En el caso que se practique la prueba y dé positivo (es decir, que la persona ha superado la tasa de alcohol permitida), se realizará un segundo examen mediante aire espirado.

Si tras el segundo examen el resultado fuera positivo, el agente deberá elaborar la denuncia o atestado, con indicación del procedimiento que ha seguido para detectar la tasa de alcohol, de las advertencias realizadas a la persona (los derechos que tiene, por ejemplo, el de solicitar un análisis de sangre, orina o similar), y conducir a la persona al juzgado si los hechos cometido pueden ser constitutivos de delito. También, el agente podrá inmovilizar el vehículo, y los gastos de dicha inmovilización serán a cargo del conductor.

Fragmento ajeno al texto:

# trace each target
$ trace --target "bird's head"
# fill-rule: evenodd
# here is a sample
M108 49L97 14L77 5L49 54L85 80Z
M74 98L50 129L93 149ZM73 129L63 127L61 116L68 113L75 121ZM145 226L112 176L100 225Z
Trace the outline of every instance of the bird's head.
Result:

En aplicación del artículo 65.5.Real Decreto Legislativo 339/1990, de 2 de marzo, por el que se aprueba el Texto Articulado de la Ley sobre Tráfico, Circulación de Vehículos a Motor y Seguridad Vial (RD 339/1990), superar la tasa de alcoholemia es una infracción de la seguridad vial, sujeta al pago de una multa de 1.000 euros para el conductor que ya hubiese sido sancionado el año anterior y para el que conduzca con una tasa que supere el doble de la permitida.